From: "Chris Santerre" <[EMAIL PROTECTED]>
-----Original Message-----
From: jo3 [mailto:[EMAIL PROTECTED]
Hi,
This is an observation, please take it in the spirit in which it is
intended, it is not meant to be flame bait.
After using spamassassin for six solid months, it seems to me
that the
bayes process (sa-learn [--spam | --ham]) has only very
limited success
in learning about new spam. Regardless of how many spams and
hams are
submitted, the effectiveness never goes above the default
level which,
in our case here, is somewhere around 2 out of 3 spams correctly
identified. By the same token, after adding the "third party" rule,
airmax.cf, the effectiveness went up to 99 out of 100 spams correctly
identified.
I have long said that IMHO, I do not think bayes is worth it. Left
unattended, it isn't as good. A simple rule can take out a lot of spam. Some
may say rule writing is more complicated then training bayes. Maybe. Not so
much the rule writing, but the figuring out what to look for and testing for
FPs.
I do not run Bayes for our company. Obviously I'm partial to URIBL.com and
SARE rules ;) I get about 98% of spam caught, and little FPs.
This is going to sound like tooting our own horn, but so be it. Before SARE,
Bayes was cool. After SARE, I see no need.
Autolearning Bayes is not really very good based on what people here
seem to say. I do note that I raised by BAYES_99 score to 5. If BAYES_99
hits the odds that the message is spam are so high that it's silly to
give BAYES_99 a low score, theoretical nonsense notwithstanding.
If you apply the wrong statistical theory with the wrong conceptual
criteria the math or theory may be good but the results are trash. For
an existing spam database the rule setup that exists is probably quite
good. If 99 hits then other rules probably hit as well. This leads to
artificially lowering the 99 score. Then when a new technique hits that
Bayes can recognize but nothing else does comes along the message floats
on through. At least on this system 99 misses once in 2000 to 10000
times. Most of those times other very light whitelisting rules let the
messages come through. Probably the right score for more general use
would be 4.95 or something such that if any other rule hits it's dinged
as spam. It depends on your spam tolerance compared to your tolerance
for sorting spam by score and looking at the few that are marginal.
Anyway, making that ONE change made the already good results I was getting
with SARE and BAYES combined quite a bit better. Missed spam went down
almost a factor of 10 and tagged ham went up by about 1 in 10,000 or
less. (I can't remember the last time I got a ham marked as spam on
the sole basis of BAYES_99 with a score of 5 that I had to fetch out of
the spam folder.) I take this as a proof of concept that penalizing a
rule for being too good is ridiculous on its face, statistical theories
notwithstanding. I maintain this is a positive indication that either
the criteria, the chosen statistical approach, or both are wrong.

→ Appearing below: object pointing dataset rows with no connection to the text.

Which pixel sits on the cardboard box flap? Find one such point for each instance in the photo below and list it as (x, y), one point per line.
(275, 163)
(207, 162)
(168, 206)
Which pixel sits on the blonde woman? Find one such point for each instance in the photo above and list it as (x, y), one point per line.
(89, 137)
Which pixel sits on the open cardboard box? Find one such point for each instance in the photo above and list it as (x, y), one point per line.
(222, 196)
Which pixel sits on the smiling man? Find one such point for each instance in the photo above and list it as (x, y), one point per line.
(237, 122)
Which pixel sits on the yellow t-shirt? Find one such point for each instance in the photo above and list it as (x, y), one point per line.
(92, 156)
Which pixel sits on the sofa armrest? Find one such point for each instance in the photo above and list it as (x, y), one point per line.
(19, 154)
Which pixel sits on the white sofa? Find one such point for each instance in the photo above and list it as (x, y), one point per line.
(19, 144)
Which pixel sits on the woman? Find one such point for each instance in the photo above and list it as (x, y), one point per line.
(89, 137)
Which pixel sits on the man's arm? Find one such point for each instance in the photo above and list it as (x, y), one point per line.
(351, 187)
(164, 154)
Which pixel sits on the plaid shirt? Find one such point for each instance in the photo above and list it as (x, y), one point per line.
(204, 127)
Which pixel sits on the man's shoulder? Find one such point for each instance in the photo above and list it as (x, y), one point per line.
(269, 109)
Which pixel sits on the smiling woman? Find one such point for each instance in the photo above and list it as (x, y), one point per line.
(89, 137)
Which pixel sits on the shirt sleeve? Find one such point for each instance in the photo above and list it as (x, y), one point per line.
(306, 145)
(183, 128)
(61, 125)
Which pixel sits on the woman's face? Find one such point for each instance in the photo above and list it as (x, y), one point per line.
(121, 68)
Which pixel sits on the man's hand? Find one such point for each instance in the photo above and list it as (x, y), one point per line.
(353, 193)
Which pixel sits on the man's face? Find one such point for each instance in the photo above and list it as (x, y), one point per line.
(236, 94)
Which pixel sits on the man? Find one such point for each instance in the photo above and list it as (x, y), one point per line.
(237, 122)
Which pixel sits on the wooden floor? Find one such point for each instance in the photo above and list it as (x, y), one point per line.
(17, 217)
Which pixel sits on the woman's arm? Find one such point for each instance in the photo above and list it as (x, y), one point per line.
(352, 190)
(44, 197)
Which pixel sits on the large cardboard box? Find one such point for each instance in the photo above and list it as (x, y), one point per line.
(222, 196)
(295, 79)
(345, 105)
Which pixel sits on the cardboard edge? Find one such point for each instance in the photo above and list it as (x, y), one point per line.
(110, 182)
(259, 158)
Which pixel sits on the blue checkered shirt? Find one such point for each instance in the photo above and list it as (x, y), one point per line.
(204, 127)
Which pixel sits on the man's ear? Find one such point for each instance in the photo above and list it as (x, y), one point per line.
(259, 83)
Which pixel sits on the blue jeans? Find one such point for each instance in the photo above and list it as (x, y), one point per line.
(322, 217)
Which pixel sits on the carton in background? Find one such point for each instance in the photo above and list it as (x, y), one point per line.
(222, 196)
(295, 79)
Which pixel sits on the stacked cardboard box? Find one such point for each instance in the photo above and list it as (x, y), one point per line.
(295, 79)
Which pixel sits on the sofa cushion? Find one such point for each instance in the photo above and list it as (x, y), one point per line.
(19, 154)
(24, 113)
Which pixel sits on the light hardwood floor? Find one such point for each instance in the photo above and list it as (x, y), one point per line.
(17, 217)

It might be entertaining to setup "stock" BAYES on your system, Chris,
with all BAYES scores being very very low, 0.01 or something. Then run
the SARE version of sa_stats.pl to see what the "goodness" of each
BAYES level really is. From that you can guesstimate some scores that
might improve your system. I'd be really interested to see what the
autolearn BAYES really can perform like when it's used in your sort
of environment. I know for my environment it's silly to use it due to
the automated mis-learning on marginal messages. (Either it learns
wrong or not at all on the most critical portions of the email load,
the marginal messages.)
{^_^} Joanne steps down off her soapbox yet again.